Online check-in and on-site kiosks have quickly revolutionized the way we get through airports and hotels. Renting a car, however, has remained a stubbornly retro experience.
What can be done to make renting a car more user-friendly?
How about check in kiosks, just like you’d check in for your flight?
I figure if the airlines can make sure you don’t present a risk to fly, that there’s a way to check to make sure you have a driver’s license and insurance and entrust a vehicle to your care. Alamo and National apparently agree, and expect to have kiosks in 80 and 70 cities, respectively, by summertime.
What about a return policy that’s as easy as checking out of your hotel room via a television screen, and then leaving the keys in the room?

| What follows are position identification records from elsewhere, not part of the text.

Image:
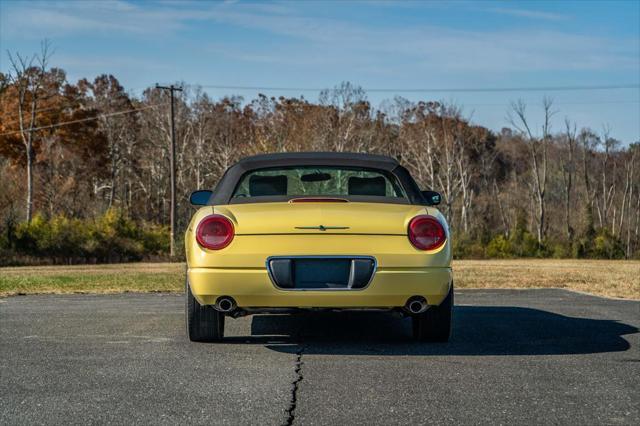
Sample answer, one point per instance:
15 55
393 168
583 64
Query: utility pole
172 159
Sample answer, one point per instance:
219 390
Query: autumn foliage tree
90 149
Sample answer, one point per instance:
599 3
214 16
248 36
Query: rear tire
434 324
204 323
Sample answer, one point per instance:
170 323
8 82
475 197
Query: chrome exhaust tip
416 305
225 304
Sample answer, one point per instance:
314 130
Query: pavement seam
291 411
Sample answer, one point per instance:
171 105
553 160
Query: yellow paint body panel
269 229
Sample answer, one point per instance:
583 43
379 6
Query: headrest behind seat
376 186
267 185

This is a little more problematic. You’ve got a credit card on file, so if you forgot to fill the tank, they can send you the charge later. Of course, there is the risk of a later claim of damage to the vehicle, but I’ve also gotten a hotel room damage charge and have had to dispute it much later down the road. Dollar and Thrifty are trying out some tech gadgets that will quickly measure mileage and fuel, so you don’t have to wait for a lot attendant. Avis will email you a receipt so you don’t have to stand around and wait for an attendant to print it out for you. All these things can help shave minutes off the time involved for a return, but there is still a lot of room for improvement here.
You can read the whole article, along with Mark’s analysis, in the March Fast Company.
What ideas can you suggest that will get you in and out of the car rental lot just as quickly as possible?